Speaking from the boundary-scan side, Blasberg of Corelis agrees. An ICT vendor in an exclusive relationship with a boundary-scan-tool supplier will hurt itself as well as its customers if it tries to lock those customers into what may be a less-than-optimum boundary-scan solution for a particular customer application. Acculogic's Taheri says ICT vendors should pursue not a one-to-one but a one-to-many cooperative effort with boundary-scan firms, and vice versa. But tight integration is a key, all observers agree, and whether acceptable levels of integration require exclusive relationships remains debatable.

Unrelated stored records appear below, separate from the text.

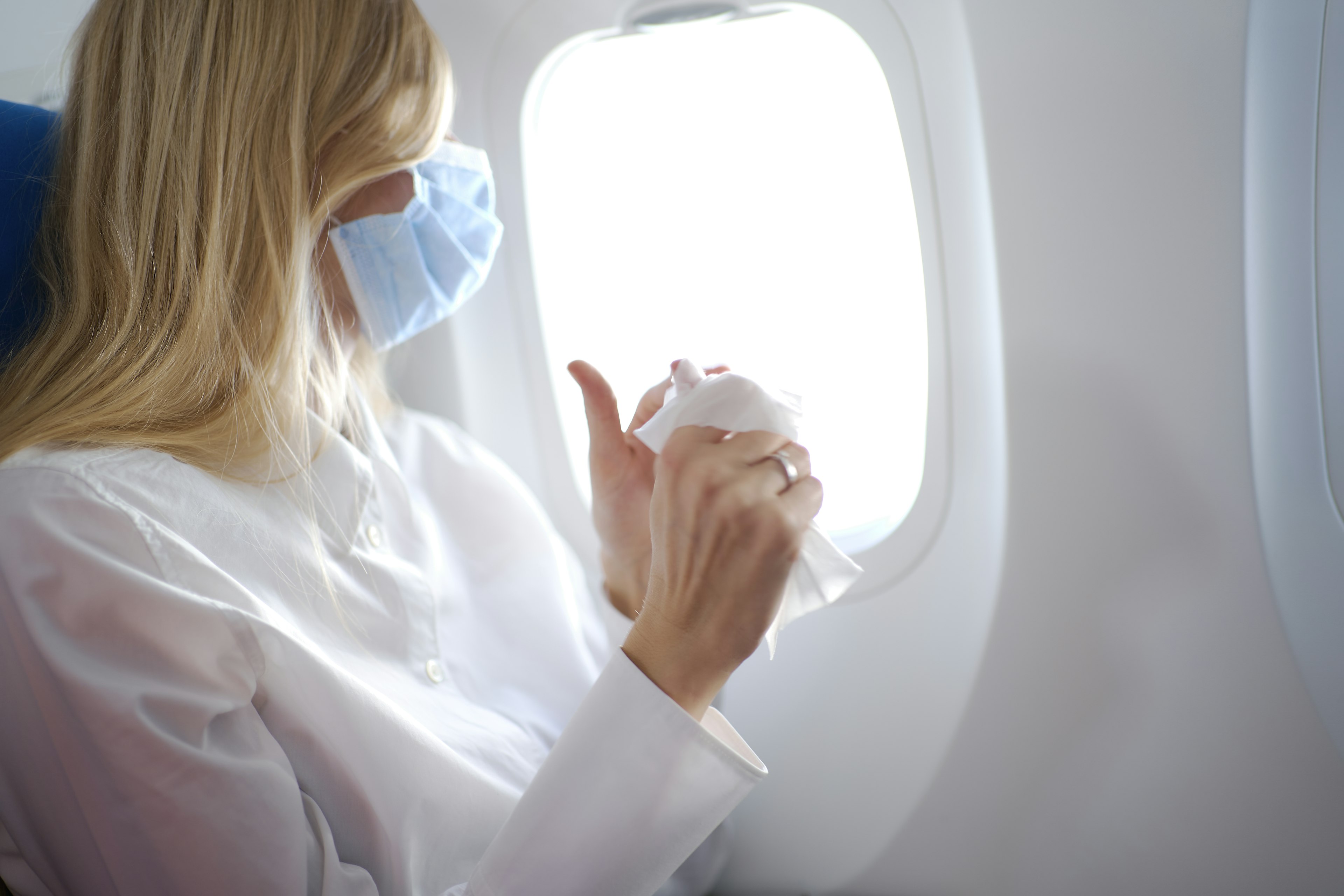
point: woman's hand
(623, 483)
(726, 528)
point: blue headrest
(27, 152)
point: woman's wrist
(675, 670)
(625, 583)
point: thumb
(605, 437)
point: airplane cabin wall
(1139, 724)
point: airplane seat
(27, 152)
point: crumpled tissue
(733, 402)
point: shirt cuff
(631, 789)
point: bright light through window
(737, 192)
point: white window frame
(893, 558)
(899, 662)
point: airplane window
(737, 192)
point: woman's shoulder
(54, 469)
(443, 458)
(139, 483)
(417, 439)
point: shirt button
(435, 671)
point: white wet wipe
(732, 402)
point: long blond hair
(203, 147)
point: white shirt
(187, 708)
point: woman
(260, 630)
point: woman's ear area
(384, 197)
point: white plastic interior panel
(1295, 115)
(1330, 242)
(855, 714)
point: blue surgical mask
(413, 269)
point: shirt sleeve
(134, 760)
(630, 790)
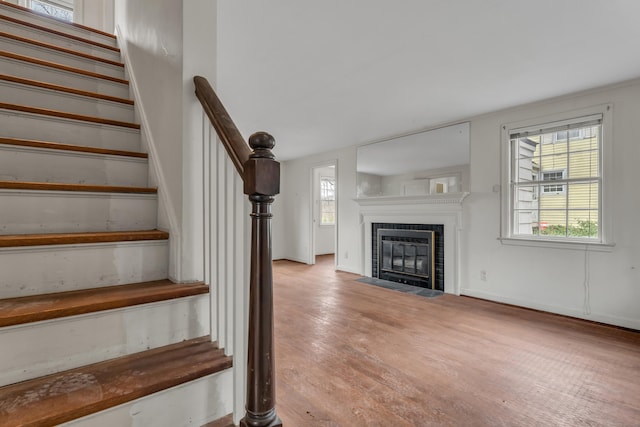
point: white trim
(624, 322)
(430, 199)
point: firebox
(406, 256)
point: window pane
(327, 201)
(525, 222)
(583, 163)
(583, 196)
(584, 224)
(555, 179)
(553, 222)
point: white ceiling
(327, 74)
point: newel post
(261, 184)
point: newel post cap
(261, 171)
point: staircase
(92, 333)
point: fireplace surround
(408, 253)
(444, 209)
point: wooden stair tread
(59, 33)
(60, 49)
(55, 65)
(68, 395)
(21, 310)
(65, 115)
(57, 20)
(20, 240)
(69, 147)
(58, 88)
(89, 188)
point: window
(555, 180)
(61, 9)
(327, 201)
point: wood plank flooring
(351, 354)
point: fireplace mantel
(430, 199)
(444, 209)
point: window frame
(605, 240)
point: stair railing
(260, 174)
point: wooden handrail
(261, 177)
(227, 131)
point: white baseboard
(595, 317)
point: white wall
(546, 279)
(555, 279)
(97, 14)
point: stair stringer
(167, 217)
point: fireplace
(409, 253)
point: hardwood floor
(351, 354)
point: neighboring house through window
(327, 200)
(554, 188)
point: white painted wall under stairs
(46, 347)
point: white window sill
(558, 244)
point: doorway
(324, 210)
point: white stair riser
(55, 25)
(49, 269)
(35, 212)
(43, 128)
(43, 165)
(54, 76)
(67, 43)
(195, 403)
(48, 347)
(43, 98)
(69, 60)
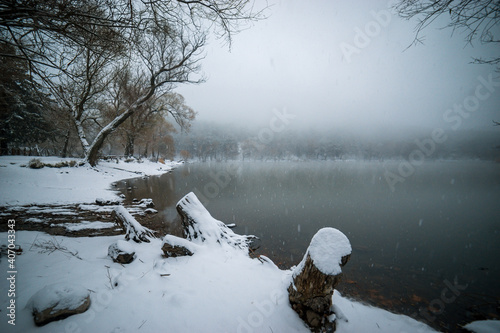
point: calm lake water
(429, 249)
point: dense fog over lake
(337, 65)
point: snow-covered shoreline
(215, 290)
(67, 185)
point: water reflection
(441, 224)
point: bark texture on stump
(317, 275)
(200, 227)
(133, 229)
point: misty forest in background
(90, 78)
(76, 72)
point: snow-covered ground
(218, 289)
(23, 186)
(215, 290)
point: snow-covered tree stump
(133, 229)
(316, 277)
(173, 246)
(121, 252)
(200, 227)
(55, 302)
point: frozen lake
(416, 244)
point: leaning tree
(73, 47)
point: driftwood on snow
(133, 229)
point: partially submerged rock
(146, 203)
(55, 302)
(121, 252)
(200, 227)
(316, 277)
(104, 202)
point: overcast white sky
(295, 60)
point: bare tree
(479, 19)
(153, 113)
(71, 46)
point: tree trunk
(317, 275)
(200, 227)
(64, 152)
(129, 147)
(92, 153)
(133, 229)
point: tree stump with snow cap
(201, 228)
(316, 277)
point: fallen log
(200, 227)
(133, 229)
(316, 277)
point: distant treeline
(207, 142)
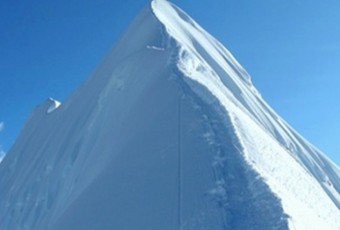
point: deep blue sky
(290, 47)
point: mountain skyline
(55, 47)
(168, 132)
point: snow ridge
(167, 133)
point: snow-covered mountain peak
(167, 133)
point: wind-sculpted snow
(167, 133)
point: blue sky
(290, 47)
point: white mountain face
(167, 133)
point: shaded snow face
(167, 133)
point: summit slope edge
(167, 133)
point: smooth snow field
(168, 133)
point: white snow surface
(167, 133)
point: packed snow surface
(167, 133)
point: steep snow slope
(167, 133)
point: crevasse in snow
(167, 133)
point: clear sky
(290, 47)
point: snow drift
(167, 133)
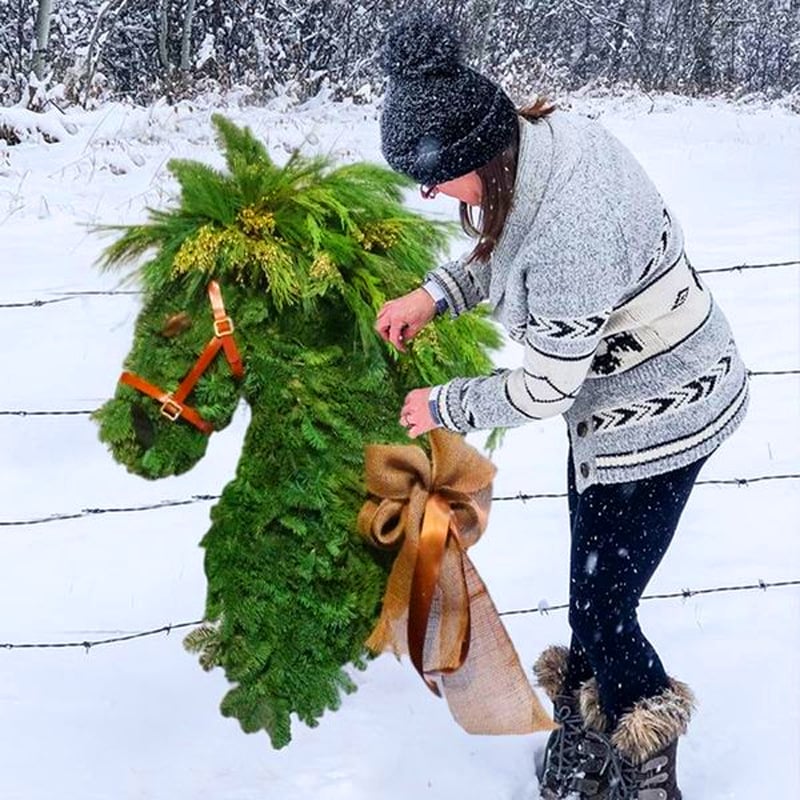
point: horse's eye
(176, 325)
(143, 427)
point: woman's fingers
(400, 320)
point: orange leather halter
(172, 403)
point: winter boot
(568, 765)
(640, 755)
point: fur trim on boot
(589, 699)
(550, 670)
(654, 723)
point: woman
(584, 265)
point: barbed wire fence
(63, 297)
(542, 608)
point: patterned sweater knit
(620, 334)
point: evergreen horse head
(263, 283)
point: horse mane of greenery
(305, 253)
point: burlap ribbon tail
(436, 607)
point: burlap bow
(436, 607)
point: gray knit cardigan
(620, 335)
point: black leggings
(620, 533)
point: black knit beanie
(441, 119)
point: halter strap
(172, 403)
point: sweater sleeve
(557, 355)
(573, 278)
(464, 284)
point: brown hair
(497, 179)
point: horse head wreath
(295, 260)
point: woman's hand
(402, 319)
(416, 414)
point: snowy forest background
(64, 52)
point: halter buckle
(223, 327)
(171, 409)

No one recommends wheeling up a boundary-scan controller next to an in-circuit tester and trying to simultaneously apply separately developed boundary-scan and in-circuit test programs. One reason is that such an approach would greatly complicate the test-development effort—you would face two development tasks instead of one. Furthermore, you'll have no way of knowing whether your two test programs provide full fault coverage or, alternatively, whether you're wasting valuable production-test time looking for the same faults with both test approaches.
Finally, notes Odbert, you could damage the board under test. Such damage could result from isolation problems between ICT and boundary-scan test-hardware power supplies or from the efforts of boundary-scan and ICT systems to simultaneously assert conflicting logic signal levels on one node. Woppman says that a coordinated approach eliminates that problem by driving unused nails to a high-impedance state during boundary-scan tests.
Despite the synergy that boundary scan and ICT can bring to test chores, the combination isn't perfect for every application. For low-volume production, Woppman says, a dedicated boundary-scan tester coupled with, perhaps, a flying prober to test resistors and other non-scan parts might be sufficient. Odbert concurs, saying that boundary-scan test plus a simple manufacturing-defects analyzer might be sufficient for high-volume, low-cost PCBs for consumer products, while ICT might remain most effective for a multi-thousand-dollar network card. "We don't know what the future holds," Woppman concludes, saying that successful test companies will offer flexible combinations of hardware and software from which you can choose.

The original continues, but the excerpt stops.